Steps for successful career research

Step 1: The research starts with yourself; consider your likes, dislikes, interests, skills, strengths, personality traits, values, aptitudes, competencies and subjects you are good at. Think about what motivates you. If you are finding this process difficult, look at some of the free self-assessment tools available online on websites such as www.careersportal.ie, www.qualifax.ie, www.yooni.ie and on the Exit Entry App. They will help to get you started and will give suggestions on broad career sectors as well as specific careers and courses that are worth looking in to. However, you will need to do further research!

Step 2: Explore the world of work, the career sectors and actual job titles. Think about the work settings that appeal to you and those that don’t! The sites mentioned above have extensive information on lots of career areas. Take a look also at the weekly webinars on various career areas from @synergycareers.

Step 3: Look at the education and training options that will help you to develop your skills, knowledge, expertise and experience in a particular area to start you off in your career. You will be continuously building on these over the years. Think about the many options – apprenticeships, traineeships, post-leaving cert courses, CAO courses, study abroad options and more. Then look at the detail of what you will be studying by looking carefully at modules, how they are assessed and the breakdown of practical and theoretical learning. Make sure all of this suits the type of learner you are. Register for the open days, many of which will be virtual again this year, starting from the beginning of October. Put any questions you have to college staff who are only too willing to answer them. You will find details of all career events on a weekly short video by @classroomguidance and lots of really informative Podcasts on courses and colleges on @leavingcertguidance.
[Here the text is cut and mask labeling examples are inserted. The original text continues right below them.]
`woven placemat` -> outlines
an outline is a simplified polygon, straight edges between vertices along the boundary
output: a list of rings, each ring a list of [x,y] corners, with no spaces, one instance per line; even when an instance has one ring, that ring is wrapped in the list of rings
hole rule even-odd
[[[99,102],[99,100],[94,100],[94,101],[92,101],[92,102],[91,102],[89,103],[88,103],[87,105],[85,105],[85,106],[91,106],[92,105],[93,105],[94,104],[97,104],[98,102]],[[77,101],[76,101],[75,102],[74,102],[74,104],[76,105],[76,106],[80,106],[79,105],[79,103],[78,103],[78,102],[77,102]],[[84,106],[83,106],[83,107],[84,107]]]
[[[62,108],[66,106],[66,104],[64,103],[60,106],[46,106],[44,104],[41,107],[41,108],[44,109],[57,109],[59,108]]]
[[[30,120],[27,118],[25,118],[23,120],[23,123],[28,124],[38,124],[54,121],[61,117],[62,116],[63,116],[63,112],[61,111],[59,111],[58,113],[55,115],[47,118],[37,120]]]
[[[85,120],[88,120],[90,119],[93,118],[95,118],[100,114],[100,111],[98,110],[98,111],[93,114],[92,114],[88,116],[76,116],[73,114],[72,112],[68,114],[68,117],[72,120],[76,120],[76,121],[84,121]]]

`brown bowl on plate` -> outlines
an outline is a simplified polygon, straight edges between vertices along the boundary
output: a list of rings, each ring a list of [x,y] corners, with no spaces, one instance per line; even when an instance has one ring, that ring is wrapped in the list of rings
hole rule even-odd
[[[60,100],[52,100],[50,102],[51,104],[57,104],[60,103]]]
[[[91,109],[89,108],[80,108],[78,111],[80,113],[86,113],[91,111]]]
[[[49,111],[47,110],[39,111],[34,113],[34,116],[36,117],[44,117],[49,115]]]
Remember there is not just one pathway for everyone, there are many – make sure to explore them all early in Sixth Year and then make an informed decision that you will be happy with.

Niamh Dwyer is a Guidance Counsellor in Scoil Phobail Sliabh Luachra, Rathmore, and Chairperson of the Kerry Branch of Guidance Counsellors. She is also a Careers Advisor - For details see www.mycareerplan.ie or follow @mycareerplan on Facebook, Instagram or Twitter.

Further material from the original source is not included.